Lempel-Ziv Networks
This work addresses the challenge of sequence processing for long sequences in machine learning, but it is incremental as it presents a negative result and highlights baseline tuning issues.
The paper tackled the problem of processing very long sequences by extending the Lempel-Ziv Jaccard Distance (LZJD) to continuous domains with a deep-learning analog called Lempel-Ziv Network, but it did not improve meaningfully on standard LSTM performance across various datasets and tasks.

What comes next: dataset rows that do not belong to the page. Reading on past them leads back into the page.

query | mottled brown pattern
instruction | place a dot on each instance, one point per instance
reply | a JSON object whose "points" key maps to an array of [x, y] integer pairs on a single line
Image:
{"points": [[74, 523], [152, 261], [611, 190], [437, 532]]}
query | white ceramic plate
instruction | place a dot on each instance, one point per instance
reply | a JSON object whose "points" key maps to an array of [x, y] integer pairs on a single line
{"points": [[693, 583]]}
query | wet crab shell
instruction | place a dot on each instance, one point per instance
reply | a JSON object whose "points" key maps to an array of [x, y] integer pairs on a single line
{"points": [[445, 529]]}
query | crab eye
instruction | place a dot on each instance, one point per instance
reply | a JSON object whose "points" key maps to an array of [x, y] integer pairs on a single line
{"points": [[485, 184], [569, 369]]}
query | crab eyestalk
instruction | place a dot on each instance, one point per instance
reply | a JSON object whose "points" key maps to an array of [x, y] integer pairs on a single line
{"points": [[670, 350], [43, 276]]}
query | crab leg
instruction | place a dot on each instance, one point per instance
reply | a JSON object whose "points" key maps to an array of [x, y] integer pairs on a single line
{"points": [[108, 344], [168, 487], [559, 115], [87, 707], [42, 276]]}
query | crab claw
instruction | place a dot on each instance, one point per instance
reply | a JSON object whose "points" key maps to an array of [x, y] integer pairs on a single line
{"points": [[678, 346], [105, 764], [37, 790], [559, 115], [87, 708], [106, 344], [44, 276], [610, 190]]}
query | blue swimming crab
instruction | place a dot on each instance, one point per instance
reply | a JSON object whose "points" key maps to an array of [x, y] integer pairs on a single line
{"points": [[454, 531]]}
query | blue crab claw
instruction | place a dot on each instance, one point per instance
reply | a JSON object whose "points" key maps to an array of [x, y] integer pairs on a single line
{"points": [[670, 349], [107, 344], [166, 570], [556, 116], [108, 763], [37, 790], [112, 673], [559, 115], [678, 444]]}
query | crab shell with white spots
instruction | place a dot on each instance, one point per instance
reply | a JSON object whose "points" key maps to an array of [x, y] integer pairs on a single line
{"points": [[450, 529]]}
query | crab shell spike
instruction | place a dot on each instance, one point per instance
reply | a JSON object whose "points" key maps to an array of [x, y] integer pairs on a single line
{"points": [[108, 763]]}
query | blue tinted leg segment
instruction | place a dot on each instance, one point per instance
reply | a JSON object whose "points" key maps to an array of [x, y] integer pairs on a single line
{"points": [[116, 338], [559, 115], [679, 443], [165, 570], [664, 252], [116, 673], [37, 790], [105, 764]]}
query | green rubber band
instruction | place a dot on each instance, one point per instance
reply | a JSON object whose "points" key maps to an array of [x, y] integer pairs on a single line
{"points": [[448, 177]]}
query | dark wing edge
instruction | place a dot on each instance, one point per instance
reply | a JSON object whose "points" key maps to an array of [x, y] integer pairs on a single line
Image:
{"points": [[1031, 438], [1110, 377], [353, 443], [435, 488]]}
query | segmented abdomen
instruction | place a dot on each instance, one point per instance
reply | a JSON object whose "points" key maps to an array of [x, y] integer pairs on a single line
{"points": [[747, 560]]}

Sequence processing has long been a central area of machine learning research. Recurrent neural nets have been successful in processing sequences for a number of tasks; however, they are known to be both ineffective and computationally expensive when applied to very long sequences. Compression-based methods have demonstrated more robustness when processing such sequences -- in particular, an approach pairing the Lempel-Ziv Jaccard Distance (LZJD) with the k-Nearest Neighbor algorithm has shown promise on long sequence problems (up to $T=200,000,000$ steps) involving malware classification. Unfortunately, use of LZJD is limited to discrete domains. To extend the benefits of LZJD to a continuous domain, we investigate the effectiveness of a deep-learning analog of the algorithm, the Lempel-Ziv Network. While we achieve successful proof of concept, we are unable to improve meaningfully on the performance of a standard LSTM across a variety of datasets and sequence processing tasks. In addition to presenting this negative result, our work highlights the problem of sub-par baseline tuning in newer research areas.